The findings emphasize that oral health practitioners should adopt a holistic medical perspective, viewing patients as integrated mind-body entities rather than focusing solely on localized oral treatments. When managing RAS patients, particular attention should be paid to assessing and addressing their psychological states to synergistically improve oral health outcomes and daily functional capacity. Future prospective longitudinal studies are required to validate these findings, thereby optimizing the clinical translation of research outcomes in this field.
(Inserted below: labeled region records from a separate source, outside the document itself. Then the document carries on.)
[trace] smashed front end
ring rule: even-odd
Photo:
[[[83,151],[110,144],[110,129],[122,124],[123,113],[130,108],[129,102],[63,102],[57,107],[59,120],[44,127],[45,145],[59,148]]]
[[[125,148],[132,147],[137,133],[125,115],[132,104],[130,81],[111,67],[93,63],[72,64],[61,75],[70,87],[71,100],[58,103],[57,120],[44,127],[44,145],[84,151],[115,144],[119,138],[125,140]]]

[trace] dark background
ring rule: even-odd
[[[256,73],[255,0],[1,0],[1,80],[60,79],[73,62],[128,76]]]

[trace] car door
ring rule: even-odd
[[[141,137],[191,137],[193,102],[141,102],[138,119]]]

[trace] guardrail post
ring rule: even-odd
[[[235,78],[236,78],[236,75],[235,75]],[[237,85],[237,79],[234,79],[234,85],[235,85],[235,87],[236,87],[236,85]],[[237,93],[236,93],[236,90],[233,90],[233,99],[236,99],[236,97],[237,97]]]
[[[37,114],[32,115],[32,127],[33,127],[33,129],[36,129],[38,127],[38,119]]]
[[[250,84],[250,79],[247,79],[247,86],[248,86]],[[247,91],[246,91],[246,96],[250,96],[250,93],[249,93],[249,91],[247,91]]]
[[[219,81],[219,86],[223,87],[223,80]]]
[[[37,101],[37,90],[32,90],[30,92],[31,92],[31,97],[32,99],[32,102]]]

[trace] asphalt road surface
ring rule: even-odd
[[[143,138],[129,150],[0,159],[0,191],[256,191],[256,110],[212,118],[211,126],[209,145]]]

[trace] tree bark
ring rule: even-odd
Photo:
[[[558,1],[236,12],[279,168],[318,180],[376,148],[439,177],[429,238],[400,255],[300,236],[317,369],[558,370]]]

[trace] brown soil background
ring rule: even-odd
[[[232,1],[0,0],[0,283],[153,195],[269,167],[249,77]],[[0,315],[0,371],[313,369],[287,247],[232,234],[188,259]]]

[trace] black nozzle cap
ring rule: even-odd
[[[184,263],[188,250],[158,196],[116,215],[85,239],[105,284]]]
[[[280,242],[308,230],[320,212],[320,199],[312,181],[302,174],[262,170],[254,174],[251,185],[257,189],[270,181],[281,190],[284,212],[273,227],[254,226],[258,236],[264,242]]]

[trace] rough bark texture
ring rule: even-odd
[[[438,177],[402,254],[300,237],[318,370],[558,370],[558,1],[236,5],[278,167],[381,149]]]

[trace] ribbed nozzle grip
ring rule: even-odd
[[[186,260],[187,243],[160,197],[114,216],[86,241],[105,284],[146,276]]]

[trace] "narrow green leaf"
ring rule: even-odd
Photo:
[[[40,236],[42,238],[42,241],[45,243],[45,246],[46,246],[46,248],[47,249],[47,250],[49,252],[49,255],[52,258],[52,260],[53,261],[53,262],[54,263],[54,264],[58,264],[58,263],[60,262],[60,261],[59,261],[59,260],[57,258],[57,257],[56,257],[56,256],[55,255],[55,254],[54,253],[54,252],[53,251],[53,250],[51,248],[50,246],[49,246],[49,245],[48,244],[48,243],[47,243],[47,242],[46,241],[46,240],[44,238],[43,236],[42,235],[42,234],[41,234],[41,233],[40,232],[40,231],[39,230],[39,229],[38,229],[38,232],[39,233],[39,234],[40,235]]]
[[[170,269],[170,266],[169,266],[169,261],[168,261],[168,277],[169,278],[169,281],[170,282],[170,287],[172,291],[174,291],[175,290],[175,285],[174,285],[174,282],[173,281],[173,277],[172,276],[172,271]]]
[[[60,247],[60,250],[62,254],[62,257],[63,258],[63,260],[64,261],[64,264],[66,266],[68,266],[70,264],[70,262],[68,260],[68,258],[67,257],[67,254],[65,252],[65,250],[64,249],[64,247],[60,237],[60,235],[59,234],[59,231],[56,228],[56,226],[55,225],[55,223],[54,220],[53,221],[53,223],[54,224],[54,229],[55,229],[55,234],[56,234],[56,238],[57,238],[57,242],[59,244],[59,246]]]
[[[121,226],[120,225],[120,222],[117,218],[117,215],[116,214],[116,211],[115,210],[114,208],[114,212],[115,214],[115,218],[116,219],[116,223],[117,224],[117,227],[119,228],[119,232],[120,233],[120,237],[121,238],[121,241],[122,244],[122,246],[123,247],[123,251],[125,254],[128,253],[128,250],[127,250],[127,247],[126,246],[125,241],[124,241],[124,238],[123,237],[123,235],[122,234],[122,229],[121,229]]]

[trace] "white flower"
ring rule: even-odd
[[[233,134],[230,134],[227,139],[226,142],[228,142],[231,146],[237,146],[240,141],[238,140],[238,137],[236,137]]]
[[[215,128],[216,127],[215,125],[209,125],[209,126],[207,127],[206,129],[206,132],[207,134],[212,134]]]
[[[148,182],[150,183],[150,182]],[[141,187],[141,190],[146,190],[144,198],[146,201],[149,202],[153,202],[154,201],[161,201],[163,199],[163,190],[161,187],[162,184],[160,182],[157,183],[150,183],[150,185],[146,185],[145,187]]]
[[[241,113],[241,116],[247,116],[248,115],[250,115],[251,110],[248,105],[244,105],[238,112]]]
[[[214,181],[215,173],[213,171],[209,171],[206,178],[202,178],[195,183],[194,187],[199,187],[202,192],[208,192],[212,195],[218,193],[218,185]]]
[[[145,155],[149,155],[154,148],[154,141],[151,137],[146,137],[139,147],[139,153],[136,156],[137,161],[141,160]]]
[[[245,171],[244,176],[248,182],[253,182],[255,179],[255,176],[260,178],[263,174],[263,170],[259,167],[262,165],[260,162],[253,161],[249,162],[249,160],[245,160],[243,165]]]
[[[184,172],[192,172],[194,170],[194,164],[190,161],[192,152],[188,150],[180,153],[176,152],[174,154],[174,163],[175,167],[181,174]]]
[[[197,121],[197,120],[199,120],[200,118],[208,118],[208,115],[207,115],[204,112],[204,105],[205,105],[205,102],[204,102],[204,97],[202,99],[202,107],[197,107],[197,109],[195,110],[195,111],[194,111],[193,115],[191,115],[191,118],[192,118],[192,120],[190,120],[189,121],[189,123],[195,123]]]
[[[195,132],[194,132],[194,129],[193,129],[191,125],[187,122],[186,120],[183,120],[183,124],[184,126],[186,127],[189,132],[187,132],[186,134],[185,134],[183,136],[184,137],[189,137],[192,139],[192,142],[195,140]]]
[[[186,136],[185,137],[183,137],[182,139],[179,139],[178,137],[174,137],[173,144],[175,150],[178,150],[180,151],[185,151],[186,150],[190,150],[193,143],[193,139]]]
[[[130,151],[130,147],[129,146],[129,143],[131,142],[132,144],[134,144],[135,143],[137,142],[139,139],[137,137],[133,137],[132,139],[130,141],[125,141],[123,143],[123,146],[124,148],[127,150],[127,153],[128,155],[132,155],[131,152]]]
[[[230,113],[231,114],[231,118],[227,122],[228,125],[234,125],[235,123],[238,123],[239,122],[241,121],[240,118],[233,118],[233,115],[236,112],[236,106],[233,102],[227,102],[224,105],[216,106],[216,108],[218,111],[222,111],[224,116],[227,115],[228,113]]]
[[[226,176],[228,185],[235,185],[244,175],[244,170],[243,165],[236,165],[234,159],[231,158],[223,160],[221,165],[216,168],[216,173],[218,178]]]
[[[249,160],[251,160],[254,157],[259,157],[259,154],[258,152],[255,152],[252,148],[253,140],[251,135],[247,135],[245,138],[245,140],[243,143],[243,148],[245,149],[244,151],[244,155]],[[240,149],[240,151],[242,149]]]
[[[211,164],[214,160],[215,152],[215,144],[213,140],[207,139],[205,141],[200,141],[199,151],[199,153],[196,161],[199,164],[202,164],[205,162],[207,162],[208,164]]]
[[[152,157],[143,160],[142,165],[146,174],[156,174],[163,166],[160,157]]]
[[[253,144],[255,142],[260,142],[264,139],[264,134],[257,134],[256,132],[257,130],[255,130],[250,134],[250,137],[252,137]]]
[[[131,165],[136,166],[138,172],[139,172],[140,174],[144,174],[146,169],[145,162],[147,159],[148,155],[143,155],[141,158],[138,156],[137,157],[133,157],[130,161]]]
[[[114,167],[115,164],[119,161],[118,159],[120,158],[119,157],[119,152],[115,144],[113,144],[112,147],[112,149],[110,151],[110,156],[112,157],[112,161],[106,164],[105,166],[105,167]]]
Notably, this study represents the first systematic exploration of multidimensional factors influencing anxiety, depressive symptoms, and OHRQoL in RAS population, providing a theoretical foundation for biopsychosocial integrated management models of the disease.
Conclusion
5
This study identifies factors such as ulcer characteristics, dietary habits, and the need of traditional medicine as influencing psychological distress and quality of life (QoL) in patients with RAS. Psychological distress serves as a significant trigger for recurrent ulcer episodes. Conversely, recurrent ulcers themselves can induce psychological distress and impair well-being, establishing psychological distress as a complication of RAS. Further questionnaire-based studies and clinical trials are warranted to inform the development of novel, personalized psychological interventions for RAS. Such interventions aim to improve the QoL and psychological well-being of RAS patients, thereby reducing ulcer recurrence frequency and improving clinical outcomes.